Le rapport sur l'application de la loi fiscale (RALF) permet chaque année au rapporteur de la commission des finances de l'Assemblée nationale d'examiner la mise en œuvre de la loi de finances (LF) précédente, sur la base des réponses du gouvernement.
Le rapporteur général, Charles de Courson, attire notamment l'attention dans le RALF 2025 en date du 30 septembre 2025 sur "une dérive particulièrement préoccupante, consistant, pour le gouvernement, à ne pas appliquer des dispositions régulièrement adoptées par le législateur et promulguées. Cette pratique semble être devenue courante depuis 2024. Elle est d'autant plus inquiétante qu'elle concerne des sujets à forte portée politique".
Annulation, non-application ou report de réformes
Le RALF mentionne trois cas d'annulation, de non-application ou de report de réformes :
- l'annulation du tarif d'accise sur le gazole non routier (GNR) agricole (LF pour 2024) ;
- la non-application de l'abaissement des plafonds de chiffre d'affaires qui permet l'utilisation de la franchise en base de taxe sur la valeur ajoutée (TVA) (LF pour 2025) ;
- le report de l'entrée en vigueur des plafonds d'exonération pour les transmissions agricoles (LF pour 2025).
Pour les deux premières mesures reportées ou annulées, le coût pour l'État est estimé à 810 millions d'euros (160 millions d'euros pour l'annulation du tarif d'accise sur le GNR et 650 millions d'euros pour la non-application de l'abaissement des plafonds de chiffre d'affaires permettant l'utilisation de la franchise en base de TVA). Dans le cas de la troisième mesure, une erreur matérielle de coordination dans la loi implique une traduction législative dans le prochain projet de loi de finances.
Un renversement de la hiérarchie des normes ?
Ces réformes ont été annulées ou reportées par diverses voies réglementaires, notamment des décrets, ce qui constitue, selon le RALF, "un authentique renversement de la hiérarchie des normes, donc une négation de l’État de droit". D'après le rapport, "il ne semble exister aucun recours effectif contre des actes réglementaires manifestement illégaux".
La jurisprudence ne reconnaît en matière fiscale l'intérêt à agir que des contribuables directement concernés. Or, il est peu probable que des contribuables puissent contester un acte réglementaire qui leur est favorable. L'illégalité de l'acte est cependant "patente" souligne le rapport.

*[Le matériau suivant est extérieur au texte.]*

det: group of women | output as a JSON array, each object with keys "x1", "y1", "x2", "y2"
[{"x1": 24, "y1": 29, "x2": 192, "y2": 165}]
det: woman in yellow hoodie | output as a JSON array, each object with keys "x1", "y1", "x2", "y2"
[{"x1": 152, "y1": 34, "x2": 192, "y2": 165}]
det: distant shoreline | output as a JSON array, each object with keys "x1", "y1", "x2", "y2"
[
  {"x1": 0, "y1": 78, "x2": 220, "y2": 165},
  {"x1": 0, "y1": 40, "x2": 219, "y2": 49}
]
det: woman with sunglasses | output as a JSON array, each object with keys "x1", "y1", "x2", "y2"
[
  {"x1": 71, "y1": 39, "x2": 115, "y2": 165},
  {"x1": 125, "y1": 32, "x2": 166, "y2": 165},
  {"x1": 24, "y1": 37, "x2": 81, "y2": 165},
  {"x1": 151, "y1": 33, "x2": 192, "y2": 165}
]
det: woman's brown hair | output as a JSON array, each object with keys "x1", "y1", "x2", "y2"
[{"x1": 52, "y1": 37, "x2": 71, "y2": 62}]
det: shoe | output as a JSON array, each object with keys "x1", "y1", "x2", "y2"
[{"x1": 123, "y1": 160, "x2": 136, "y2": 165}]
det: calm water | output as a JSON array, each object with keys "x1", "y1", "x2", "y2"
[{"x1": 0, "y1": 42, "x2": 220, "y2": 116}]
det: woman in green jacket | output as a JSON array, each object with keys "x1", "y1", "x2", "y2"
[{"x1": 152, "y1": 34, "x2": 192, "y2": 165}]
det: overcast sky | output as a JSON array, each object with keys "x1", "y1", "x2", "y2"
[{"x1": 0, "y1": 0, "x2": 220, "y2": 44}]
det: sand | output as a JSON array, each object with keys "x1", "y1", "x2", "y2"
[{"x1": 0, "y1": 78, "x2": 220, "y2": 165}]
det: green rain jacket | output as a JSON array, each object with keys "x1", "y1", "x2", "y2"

Inversement, des contribuables non directement concernés par ces mesures, demandant l'annulation de décisions provoquant des dépenses budgétaires et donc l'augmentation des impôts, ne justifient pas d'un intérêt à attaquer ces décisions, comme le rappelle le Conseil d'État.
Députés comme sénateurs ont tenté d'agir en déposant des propositions de loi sur l'intérêt à agir des parlementaires, dont aucune n'a abouti. Des parlementaires ont toutefois obtenu des succès en posant des recours devant la juridiction administrative, notamment afin de contester des décrets d'avance. Cela n'a toutefois pas abouti à reconnaître l'intérêt à agir des parlementaires.
Le rapporteur général souligne qu'"il n'est pas exclu que la pratique consistant, pour un ministre, à ordonner par un acte réglementaire que ne soit pas perçue, ou que soit perçue incomplètement, une recette prévue par le législateur, soit passible des sanctions prévues par l'article 432-10 du code pénal, qui punit de cinq ans d'emprisonnement et d'une amende de 500 000 euros, le fait, par une personne dépositaire de l'autorité publique ou chargée d'une mission de service public, d'accorder sous une forme quelconque et pour quelque motif que ce soit une exonération ou franchise des droits, contributions, impôts ou taxes publics en violation des textes légaux ou réglementaires".